Sadow Group work is focused upon the development of new catalytic reactions and new catalysts for application in green chemistry, stereoselective synthesis, and the conversion of abundant raw materials into commodity and specialty chemicals. This work impacts energy sciences and chemical production. Our approach involves the design and study of main group, early transition-metal, and rare earth organometallic compounds as catalysts for transformations of polar, oxygen- or nitrogen-containing substrates. We study structure and reactivity through a combination of spectroscopy and kinetics to better understand catalytic reactions, the chemical properties that make a good catalysts, and to design new transformations.
Green Catalytic Chemistry
Early transition metal, rare earth, and main group organometallics provide new opportunities in catalytic conversion. These metal centers, such as magnesium(II), lanthanum(III), and zirconium(IV) form highly polar bonds with nitrogen, oxygen, and to some extent, carbon. Rich organometallic chemistry of such metal-carbon containing organometallic compounds are valuable in carbon-carbon bond forming chemistry, whereas the polarity of metal-nitrogen and particular metal-oxygen bonds might be limiting in catalytic chemistry. Still, catalysts based on these metal centers are desirable based on their abundance, cost, and toxicity. Moreover, these metal centers offer possibilities in complementary reactivity to first-row transition metal complexes and noble metal catalysts.
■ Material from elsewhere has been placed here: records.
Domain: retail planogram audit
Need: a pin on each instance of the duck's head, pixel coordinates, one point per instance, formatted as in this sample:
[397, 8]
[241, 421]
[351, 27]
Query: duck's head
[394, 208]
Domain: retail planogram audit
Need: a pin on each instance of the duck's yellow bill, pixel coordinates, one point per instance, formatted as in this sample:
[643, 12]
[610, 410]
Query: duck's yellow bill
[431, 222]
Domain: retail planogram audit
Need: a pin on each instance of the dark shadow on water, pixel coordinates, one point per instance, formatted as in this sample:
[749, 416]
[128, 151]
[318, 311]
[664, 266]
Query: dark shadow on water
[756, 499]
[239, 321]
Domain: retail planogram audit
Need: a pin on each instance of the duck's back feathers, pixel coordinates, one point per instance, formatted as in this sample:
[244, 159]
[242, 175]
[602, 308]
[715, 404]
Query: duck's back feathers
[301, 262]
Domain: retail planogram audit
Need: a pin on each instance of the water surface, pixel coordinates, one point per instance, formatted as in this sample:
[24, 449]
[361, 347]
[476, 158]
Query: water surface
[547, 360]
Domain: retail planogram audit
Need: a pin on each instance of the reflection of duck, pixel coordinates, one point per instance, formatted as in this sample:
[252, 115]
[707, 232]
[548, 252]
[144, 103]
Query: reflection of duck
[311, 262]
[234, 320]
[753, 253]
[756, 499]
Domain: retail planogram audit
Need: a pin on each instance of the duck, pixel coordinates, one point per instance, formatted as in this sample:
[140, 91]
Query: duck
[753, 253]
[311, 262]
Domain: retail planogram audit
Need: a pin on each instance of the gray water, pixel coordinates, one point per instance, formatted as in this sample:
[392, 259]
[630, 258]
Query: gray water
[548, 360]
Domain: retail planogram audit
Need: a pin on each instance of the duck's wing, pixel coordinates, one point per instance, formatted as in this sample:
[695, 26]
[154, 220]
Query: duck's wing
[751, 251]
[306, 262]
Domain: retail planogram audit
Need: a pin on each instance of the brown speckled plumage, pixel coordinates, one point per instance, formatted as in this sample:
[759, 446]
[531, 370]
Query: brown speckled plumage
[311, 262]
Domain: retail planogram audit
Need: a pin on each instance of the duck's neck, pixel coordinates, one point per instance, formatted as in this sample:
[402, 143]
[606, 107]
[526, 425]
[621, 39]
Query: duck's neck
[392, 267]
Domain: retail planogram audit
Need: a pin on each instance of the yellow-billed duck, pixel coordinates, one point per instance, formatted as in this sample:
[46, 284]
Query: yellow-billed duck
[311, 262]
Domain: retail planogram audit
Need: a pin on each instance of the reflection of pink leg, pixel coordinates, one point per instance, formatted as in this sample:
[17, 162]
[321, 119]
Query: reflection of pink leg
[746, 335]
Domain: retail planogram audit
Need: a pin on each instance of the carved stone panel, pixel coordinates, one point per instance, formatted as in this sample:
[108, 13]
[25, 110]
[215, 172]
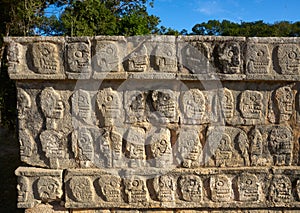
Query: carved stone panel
[138, 60]
[109, 103]
[280, 189]
[248, 187]
[135, 147]
[229, 58]
[189, 148]
[135, 106]
[179, 123]
[82, 106]
[193, 106]
[284, 103]
[289, 59]
[111, 188]
[191, 188]
[79, 57]
[37, 185]
[45, 58]
[165, 105]
[107, 57]
[220, 187]
[160, 147]
[81, 189]
[251, 106]
[165, 188]
[227, 147]
[165, 57]
[281, 145]
[136, 191]
[258, 59]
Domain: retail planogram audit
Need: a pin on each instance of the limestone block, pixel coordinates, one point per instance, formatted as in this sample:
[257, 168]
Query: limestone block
[37, 185]
[157, 123]
[46, 208]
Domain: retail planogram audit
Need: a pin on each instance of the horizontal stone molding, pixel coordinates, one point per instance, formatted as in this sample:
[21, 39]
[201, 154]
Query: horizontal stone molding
[148, 57]
[153, 123]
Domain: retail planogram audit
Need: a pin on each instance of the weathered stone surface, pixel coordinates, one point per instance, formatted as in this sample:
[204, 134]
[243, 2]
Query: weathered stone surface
[158, 123]
[37, 185]
[46, 208]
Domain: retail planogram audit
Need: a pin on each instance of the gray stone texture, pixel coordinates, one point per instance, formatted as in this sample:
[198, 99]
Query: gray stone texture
[157, 123]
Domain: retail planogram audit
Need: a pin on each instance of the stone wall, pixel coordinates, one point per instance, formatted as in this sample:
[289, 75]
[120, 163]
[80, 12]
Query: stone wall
[157, 123]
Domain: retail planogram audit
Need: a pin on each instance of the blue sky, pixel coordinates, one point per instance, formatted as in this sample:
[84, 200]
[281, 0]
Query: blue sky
[184, 14]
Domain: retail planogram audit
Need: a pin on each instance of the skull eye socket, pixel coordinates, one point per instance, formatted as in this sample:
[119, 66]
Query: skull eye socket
[135, 183]
[230, 53]
[248, 182]
[259, 53]
[78, 54]
[220, 183]
[292, 55]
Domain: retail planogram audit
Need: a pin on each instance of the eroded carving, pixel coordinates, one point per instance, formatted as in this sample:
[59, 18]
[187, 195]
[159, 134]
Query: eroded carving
[49, 188]
[257, 149]
[26, 139]
[45, 58]
[248, 187]
[135, 147]
[281, 145]
[193, 106]
[284, 98]
[196, 58]
[189, 148]
[227, 103]
[23, 190]
[52, 106]
[165, 58]
[138, 60]
[107, 58]
[280, 189]
[160, 147]
[110, 187]
[110, 147]
[81, 189]
[79, 57]
[191, 188]
[259, 59]
[52, 145]
[251, 105]
[136, 190]
[135, 106]
[289, 59]
[229, 57]
[109, 104]
[224, 151]
[165, 105]
[220, 187]
[82, 106]
[298, 189]
[165, 188]
[83, 145]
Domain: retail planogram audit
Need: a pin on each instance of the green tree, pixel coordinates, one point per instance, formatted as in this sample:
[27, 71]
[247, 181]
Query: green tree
[247, 29]
[18, 18]
[108, 17]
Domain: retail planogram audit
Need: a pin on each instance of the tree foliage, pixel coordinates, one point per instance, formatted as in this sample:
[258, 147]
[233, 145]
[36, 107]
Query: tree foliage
[108, 17]
[247, 29]
[18, 18]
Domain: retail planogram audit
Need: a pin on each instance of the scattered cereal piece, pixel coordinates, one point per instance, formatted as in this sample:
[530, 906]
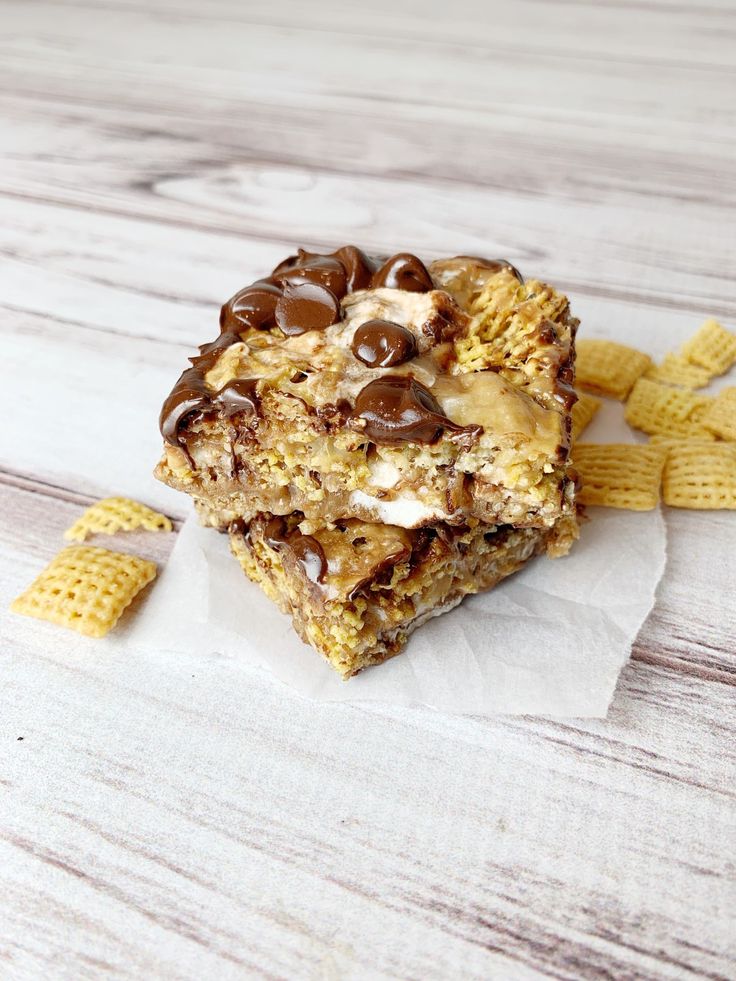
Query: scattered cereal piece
[656, 408]
[713, 347]
[582, 413]
[700, 475]
[619, 475]
[115, 514]
[677, 370]
[720, 416]
[607, 368]
[85, 588]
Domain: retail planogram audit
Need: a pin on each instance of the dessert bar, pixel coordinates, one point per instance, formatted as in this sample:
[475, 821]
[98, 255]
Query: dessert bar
[345, 386]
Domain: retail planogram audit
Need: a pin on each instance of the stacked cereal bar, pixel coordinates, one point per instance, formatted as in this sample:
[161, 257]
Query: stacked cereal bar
[380, 438]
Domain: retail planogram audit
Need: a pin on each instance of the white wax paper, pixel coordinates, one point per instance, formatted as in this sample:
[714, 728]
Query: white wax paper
[550, 640]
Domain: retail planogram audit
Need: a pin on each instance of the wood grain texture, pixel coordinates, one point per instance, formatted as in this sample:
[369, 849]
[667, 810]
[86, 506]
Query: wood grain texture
[179, 817]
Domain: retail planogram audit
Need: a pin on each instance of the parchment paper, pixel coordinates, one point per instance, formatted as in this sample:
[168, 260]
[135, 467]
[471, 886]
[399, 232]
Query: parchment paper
[550, 640]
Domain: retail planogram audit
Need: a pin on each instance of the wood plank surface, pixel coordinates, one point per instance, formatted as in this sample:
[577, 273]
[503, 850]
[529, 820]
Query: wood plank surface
[171, 816]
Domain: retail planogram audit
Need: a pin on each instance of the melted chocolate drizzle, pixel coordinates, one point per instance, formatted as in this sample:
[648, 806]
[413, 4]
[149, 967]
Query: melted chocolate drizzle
[305, 548]
[383, 344]
[495, 265]
[399, 409]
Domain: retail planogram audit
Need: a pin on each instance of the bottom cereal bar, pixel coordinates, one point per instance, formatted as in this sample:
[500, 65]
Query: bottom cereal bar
[356, 591]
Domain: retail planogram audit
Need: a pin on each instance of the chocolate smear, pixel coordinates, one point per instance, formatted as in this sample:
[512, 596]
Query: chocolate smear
[306, 550]
[403, 271]
[399, 409]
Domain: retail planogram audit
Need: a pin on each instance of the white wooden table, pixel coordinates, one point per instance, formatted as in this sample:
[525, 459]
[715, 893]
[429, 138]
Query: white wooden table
[168, 817]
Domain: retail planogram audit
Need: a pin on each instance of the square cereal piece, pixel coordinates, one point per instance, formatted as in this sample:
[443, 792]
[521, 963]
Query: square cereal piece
[661, 409]
[608, 368]
[677, 370]
[720, 416]
[713, 347]
[86, 589]
[582, 414]
[114, 514]
[700, 476]
[619, 475]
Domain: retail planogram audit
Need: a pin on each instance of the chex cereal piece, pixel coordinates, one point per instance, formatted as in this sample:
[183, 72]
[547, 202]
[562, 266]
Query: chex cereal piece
[115, 514]
[677, 370]
[85, 588]
[608, 368]
[720, 416]
[619, 475]
[700, 475]
[656, 408]
[712, 346]
[582, 413]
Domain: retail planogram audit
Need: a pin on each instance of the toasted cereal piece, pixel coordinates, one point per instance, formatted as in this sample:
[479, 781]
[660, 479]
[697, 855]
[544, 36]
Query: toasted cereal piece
[677, 370]
[720, 416]
[619, 475]
[115, 514]
[712, 346]
[656, 408]
[85, 588]
[700, 475]
[582, 413]
[608, 368]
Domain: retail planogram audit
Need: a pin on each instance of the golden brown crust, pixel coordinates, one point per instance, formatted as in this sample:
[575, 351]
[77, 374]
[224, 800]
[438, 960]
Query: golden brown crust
[380, 582]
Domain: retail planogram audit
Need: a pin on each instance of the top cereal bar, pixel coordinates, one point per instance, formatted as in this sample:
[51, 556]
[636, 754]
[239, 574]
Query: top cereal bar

Hydroamination is the addition of N-H bonds and C=C bonds to give new N–C bonded products. This transformation is potentially useful in a number of applications, and requires a catalyst to control and mediate the transformation. A number of challenges face hydroamination, from the perspective of catalyst design, mechanism, and efficiency to application in commodity and fine chemical synthesis.
Divalent Rare Earth Chemistry
We have been synthesizing rare earth and main group alkyl compounds as catalyst precursors, and as catalysts in their own right. Unlike many transition metal complexes, main group and rare earth alkyl compounds containing β-H atoms (i.e., M–C–C–H) often resist β-H elimination that leads to metal-carbon bond cleavage.